As shown in FIG. 5, the display apparatus 100 according to one embodiment of the present disclosure has a plurality of protrusions 114b (or ends of the protrusions 114b) spaced apart from the reflective portion 130 at a first distance D1, and the main body 114a is arranged to be spaced apart from the reflective portion 130 at the second distance D2 that is different from the first distance D1. Therefore, a first light extraction efficiency of the reflective portion 130 adjacent to the plurality of protrusions 114b may be different from a second light extraction efficiency of the reflective portion 130 adjacent to the main body 114a. For example, the first light extraction efficiency may be higher than the second light extraction efficiency, or vice versa.

Accordingly, in the display apparatus 100 according to one embodiment of the present disclosure, the separation distance between the pixel electrode 114 and the reflective portion 130 may be within a certain range (or design value) due to the plurality of protrusions 114b provided on one side (right side or left side with respect to FIG. 5) of the pixel electrode 114 (or main body 114a). Therefore, in display apparatus 100 according to one embodiment of the present disclosure, even if a process deviation occurs when forming the pixel electrode 114, the deviation in light extraction efficiency can be reduced compared to the case of a general display apparatus in which both sides of the pixel electrode facing the reflective portion are provided in a straight shape.

For example, in the display apparatus 100 according to one embodiment of the present disclosure, when the separation distance between the pixel electrode 114 and the reflector 130 has a normal distribution centered on the optimal design value (e.g., 8 μm), it is assumed that the tolerance of 95% of the separation distance distribution falls within +4.3 μm or −4.3 μm. Here, when ΔD_f (shown in FIG. 5) is designed to be 3 μm, the light extraction efficiency graph (e.g., L2 in FIG. 6D) according to the separation distance of the display apparatus 100 provided with the pixel electrode 114 having the uneven structure (or the plurality of protrusions 114b) of the present disclosure may be similar to a graph obtained by moving the average of the light extraction efficiency graph (e.g., L1 in FIG. 6D) according to the separation distance of a general display apparatus in which both sides of the pixel electrode are provided in a straight shape by about 3 μm. Therefore, the display apparatus 100 according to one embodiment of the present disclosure may have a graph pattern such as L2 in which the minimum light extraction efficiency value is larger and the maximum light extraction efficiency value is smaller compared to the light extraction efficiency graph (e.g., L1 in FIG. 6D) of a general display apparatus in which both sides of the pixel electrode facing the reflective portion are provided in a straight shape. Therefore, in the display apparatus 100 according to one embodiment of the present disclosure, the deviation in light extraction efficiency can be reduced. Meanwhile, since the minimum light extraction efficiency has a greater influence on the panel luminance of a display apparatus than the maximum light extraction efficiency, the larger the deviation of the minimum light extraction efficiency, the lower the overall panel performance may be. Accordingly, the display apparatus 100 according to one embodiment of the present disclosure has a higher minimum light extraction efficiency than a general display apparatus, and thus overall panel performance degradation can be prevented and panel luminance can be improved.

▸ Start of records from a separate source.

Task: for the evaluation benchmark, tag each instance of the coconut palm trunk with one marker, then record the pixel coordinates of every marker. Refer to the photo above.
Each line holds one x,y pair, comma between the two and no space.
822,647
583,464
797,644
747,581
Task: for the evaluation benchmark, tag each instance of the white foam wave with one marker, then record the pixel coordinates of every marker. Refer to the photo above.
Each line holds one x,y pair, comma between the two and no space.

The ΔD_f may mean a distance that is the sum of the protruding distance and the recessed distance of the pixel electrode 114 around the virtual reference line ML connecting the midpoints MP of each of the plurality of protrusions 114b. The midpoint MP may mean a point that is half of the maximum protrusion length of each of the plurality of protrusions 114b protruding in the first direction (X-axis direction) toward the reflective portion 130. The protruding portion of the pixel electrode 114 may be a part of each of the plurality of protrusions 114b, and the recessed portion of the pixel electrode 114 may be a portion of each of a plurality of recesses RP. The plurality of recesses RP may be disposed between the plurality of protrusions 114b.

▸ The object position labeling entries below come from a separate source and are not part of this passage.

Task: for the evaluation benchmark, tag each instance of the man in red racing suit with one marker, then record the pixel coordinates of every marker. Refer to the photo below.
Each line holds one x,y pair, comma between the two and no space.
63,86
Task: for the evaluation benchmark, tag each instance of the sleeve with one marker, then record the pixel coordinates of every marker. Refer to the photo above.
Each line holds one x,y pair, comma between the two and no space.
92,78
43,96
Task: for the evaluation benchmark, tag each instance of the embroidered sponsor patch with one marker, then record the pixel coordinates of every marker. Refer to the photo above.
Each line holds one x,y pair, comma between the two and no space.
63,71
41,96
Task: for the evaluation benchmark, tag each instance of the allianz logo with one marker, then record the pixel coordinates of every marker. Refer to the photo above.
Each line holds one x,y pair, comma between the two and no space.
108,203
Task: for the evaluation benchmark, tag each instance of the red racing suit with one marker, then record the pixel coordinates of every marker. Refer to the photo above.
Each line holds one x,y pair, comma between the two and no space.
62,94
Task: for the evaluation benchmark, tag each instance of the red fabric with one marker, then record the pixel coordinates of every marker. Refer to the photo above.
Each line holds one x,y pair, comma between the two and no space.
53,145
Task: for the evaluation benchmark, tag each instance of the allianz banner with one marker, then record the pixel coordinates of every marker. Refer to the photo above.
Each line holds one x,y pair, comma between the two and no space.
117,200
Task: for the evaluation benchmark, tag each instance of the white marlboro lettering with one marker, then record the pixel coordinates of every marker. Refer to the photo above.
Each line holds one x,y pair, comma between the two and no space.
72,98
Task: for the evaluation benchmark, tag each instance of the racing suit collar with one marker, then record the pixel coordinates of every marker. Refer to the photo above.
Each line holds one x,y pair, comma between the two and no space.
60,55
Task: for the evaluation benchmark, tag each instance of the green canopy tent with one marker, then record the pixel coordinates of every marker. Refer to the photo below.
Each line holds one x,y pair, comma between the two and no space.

Each of the plurality of recesses RP may be provided in a shape inverted from that of each of the plurality of protrusions 114b. If the shapes of the plurality of protrusions 114b and the plurality of recesses RP are different, this may mean that the separation distance between each of the plurality of protrusions 114b (or each of the plurality of recesses RP) and the reflective portion 130 is non-uniform, which may actually increase the standard deviation of light extraction efficiency. Therefore, in display apparatus 100 according to one embodiment of the present disclosure, each of the plurality of recesses RP is provided in a shape that is inverted from the shape of each of the plurality of protrusions 114b, so that the separation distance between each of the plurality of protrusions 114b (or each of the plurality of recesses RP) and the reflective portion 130 can be provided uniformly, thereby preventing an increase in the standard deviation of light extraction efficiency.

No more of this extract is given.